According to the ICC, should the Libyan authorities wish to conduct national prosecutions against the suspect, they should submit a challenge to the admissibility of the case before Pre-Trial Chamber I, pursuant to articles 17 and 19 of the Rome Statute. Until then, Pre-Trial Chamber I of the ICC remains seized of the case and the Libyan obligation to fully cooperate with the Court remains in force.

Issues relating to the application of the complementarity principle at the ICC have arisen also in the situations of Uganda and Kenya. It remains to be seen how the complementarity principle will be applied in the case of Libya. Whoever is going to prepare the arguments on behalf of Libya will have an interesting and challenging task in front of them. Carsten Stahn has written a piece on R2P, the ICC and the Libyan arrests, discussing in some detail the issue of complementarity.
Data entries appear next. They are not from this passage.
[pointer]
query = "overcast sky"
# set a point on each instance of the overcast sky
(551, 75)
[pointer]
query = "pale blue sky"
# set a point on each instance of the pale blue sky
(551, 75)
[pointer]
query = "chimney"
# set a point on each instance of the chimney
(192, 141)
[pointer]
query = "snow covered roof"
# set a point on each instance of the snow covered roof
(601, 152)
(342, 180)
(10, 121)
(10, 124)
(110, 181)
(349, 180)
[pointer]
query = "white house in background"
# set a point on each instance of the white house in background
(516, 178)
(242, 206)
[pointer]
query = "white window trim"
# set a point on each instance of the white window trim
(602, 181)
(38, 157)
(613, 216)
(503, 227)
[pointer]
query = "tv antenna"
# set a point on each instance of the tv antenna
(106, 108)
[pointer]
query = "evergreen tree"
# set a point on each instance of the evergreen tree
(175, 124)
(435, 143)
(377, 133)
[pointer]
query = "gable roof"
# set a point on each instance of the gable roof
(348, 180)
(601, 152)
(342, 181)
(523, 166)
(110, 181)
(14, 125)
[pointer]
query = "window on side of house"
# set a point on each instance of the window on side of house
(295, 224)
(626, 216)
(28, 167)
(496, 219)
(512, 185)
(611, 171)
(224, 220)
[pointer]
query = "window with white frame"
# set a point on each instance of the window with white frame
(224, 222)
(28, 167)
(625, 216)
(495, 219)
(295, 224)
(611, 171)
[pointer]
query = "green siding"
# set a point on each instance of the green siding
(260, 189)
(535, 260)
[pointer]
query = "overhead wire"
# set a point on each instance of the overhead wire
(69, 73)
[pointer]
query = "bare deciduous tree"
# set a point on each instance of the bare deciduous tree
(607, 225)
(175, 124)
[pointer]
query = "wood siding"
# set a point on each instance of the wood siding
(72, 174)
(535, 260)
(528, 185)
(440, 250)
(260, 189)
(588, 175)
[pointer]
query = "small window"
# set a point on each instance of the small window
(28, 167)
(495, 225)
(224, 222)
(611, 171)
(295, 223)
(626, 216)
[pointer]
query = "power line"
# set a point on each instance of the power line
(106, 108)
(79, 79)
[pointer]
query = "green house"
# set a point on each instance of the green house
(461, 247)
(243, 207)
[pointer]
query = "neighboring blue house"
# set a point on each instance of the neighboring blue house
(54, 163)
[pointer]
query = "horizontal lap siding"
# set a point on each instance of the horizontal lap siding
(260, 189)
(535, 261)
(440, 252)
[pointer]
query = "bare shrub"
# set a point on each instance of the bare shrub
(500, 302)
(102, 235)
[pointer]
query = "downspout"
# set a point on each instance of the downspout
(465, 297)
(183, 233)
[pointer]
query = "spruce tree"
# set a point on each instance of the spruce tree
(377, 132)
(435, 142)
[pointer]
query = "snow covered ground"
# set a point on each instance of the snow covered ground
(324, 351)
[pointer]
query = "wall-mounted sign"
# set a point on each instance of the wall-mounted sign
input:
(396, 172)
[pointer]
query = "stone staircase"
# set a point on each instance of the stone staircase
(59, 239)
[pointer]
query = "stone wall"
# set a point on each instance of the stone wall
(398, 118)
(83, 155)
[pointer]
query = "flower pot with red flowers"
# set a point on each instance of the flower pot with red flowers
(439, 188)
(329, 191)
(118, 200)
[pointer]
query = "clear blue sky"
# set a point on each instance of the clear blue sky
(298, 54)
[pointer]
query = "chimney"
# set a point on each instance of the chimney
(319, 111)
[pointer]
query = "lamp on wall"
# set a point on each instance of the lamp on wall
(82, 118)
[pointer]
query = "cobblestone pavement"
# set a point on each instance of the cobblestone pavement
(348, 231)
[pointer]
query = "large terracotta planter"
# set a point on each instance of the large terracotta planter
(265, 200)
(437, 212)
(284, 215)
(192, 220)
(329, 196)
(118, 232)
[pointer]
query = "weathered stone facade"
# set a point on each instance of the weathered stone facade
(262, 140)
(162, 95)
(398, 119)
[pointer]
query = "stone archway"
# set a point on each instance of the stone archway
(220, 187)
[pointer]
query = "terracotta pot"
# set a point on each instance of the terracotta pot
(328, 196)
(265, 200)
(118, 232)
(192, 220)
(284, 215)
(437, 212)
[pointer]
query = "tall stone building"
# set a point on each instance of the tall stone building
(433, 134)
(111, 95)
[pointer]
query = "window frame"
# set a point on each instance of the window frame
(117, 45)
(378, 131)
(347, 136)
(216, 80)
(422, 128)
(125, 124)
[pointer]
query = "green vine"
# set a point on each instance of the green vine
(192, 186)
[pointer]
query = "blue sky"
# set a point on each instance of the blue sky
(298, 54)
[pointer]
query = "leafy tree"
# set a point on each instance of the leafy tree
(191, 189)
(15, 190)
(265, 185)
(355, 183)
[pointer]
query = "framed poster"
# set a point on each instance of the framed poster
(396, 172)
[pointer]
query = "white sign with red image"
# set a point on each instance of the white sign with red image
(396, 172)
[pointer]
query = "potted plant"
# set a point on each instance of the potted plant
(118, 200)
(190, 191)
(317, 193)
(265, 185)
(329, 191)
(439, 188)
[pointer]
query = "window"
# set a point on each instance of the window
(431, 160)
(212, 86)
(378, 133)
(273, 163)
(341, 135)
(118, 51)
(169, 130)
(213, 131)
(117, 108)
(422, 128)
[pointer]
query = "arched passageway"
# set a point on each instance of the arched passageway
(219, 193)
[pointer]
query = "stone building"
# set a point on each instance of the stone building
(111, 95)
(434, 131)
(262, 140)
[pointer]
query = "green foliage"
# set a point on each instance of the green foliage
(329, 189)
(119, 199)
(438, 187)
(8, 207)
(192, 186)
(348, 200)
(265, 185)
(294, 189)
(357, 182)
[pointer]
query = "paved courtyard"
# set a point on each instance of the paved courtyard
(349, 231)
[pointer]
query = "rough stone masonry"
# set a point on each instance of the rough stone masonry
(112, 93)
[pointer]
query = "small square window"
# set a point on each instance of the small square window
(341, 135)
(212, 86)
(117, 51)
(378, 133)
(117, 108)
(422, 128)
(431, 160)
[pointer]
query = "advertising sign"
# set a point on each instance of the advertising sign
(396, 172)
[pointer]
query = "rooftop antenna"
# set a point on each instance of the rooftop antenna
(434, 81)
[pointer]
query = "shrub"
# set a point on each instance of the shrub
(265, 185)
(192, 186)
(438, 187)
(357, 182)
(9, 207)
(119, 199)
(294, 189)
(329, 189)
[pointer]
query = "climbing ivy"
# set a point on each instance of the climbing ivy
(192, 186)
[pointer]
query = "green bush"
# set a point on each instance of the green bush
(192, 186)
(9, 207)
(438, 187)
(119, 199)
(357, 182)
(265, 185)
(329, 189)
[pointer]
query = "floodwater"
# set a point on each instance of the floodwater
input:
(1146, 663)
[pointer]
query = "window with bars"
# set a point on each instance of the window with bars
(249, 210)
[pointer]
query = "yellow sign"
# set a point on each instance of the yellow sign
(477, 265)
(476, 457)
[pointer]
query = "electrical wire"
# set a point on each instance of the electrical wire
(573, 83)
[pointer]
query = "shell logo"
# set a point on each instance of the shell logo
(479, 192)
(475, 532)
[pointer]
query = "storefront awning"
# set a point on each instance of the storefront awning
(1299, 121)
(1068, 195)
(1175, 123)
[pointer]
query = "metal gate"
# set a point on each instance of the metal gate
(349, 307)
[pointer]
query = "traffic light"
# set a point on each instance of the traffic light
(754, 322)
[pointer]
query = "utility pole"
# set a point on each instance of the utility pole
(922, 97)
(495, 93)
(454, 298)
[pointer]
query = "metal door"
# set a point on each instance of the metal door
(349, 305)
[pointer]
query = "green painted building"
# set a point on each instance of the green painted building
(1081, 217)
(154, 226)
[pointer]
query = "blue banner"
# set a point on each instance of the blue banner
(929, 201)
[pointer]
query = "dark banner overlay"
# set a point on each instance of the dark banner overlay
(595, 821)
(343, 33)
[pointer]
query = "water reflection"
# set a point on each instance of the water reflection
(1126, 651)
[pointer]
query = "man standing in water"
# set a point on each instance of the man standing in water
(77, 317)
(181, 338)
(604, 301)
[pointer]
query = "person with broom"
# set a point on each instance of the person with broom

That post can be accessed here.


  1. Carsten Stahn Carsten Stahn 24 November 2011

    The debate on complementarity in relation to the Libyan situation has been marked by confusion and misinterpretation. It is particularly misleading to argue that domestic proceedings take precedence per se, or without ICC monitoring, as suggested in recent media statements. In the post referred to below (R2P, the ICC and the Libyan arrests), I argue that the debate over the proper forum of justice pits the interplay between domestic and international justice to a crucial test.

  2. Gentian Zyberi Gentian Zyberi Post author | 24 November 2011

    Thank you for the comment Carsten; we’re in full agreement. Sometimes the media gets it wrong, unfortunately (especially when they do not not consult an expert when dealing with complex legal issues). The shared State responsibility you refer to in relation to the responsibility to protect is of a similar nature as the complementarity principle applied at the ICC. That is, States themselves have the main responsibility to comply with certain important obligations and if they fail than respectively either the organized international community of States or the ICC should step in. It does not appear to me that the ICC has a better claim to try the two suspects recently captured than Libya. The fact that the situation was referred to the ICC by the Security Council does not mean that Libya has to cede its jurisdiction to the ICC. In any event, the ICC should closely monitor the situation to make sure that fair trial standards are complied with during the trial of Saif Gaddafi and Abdullah al-Senussi, should they be tried in Libya. Personally, I’d prefer that a mixed tribunal tries them in Libya. I guess that solution provides a middle way to, as you put it, ‘the crucial test between domestic and international justice’.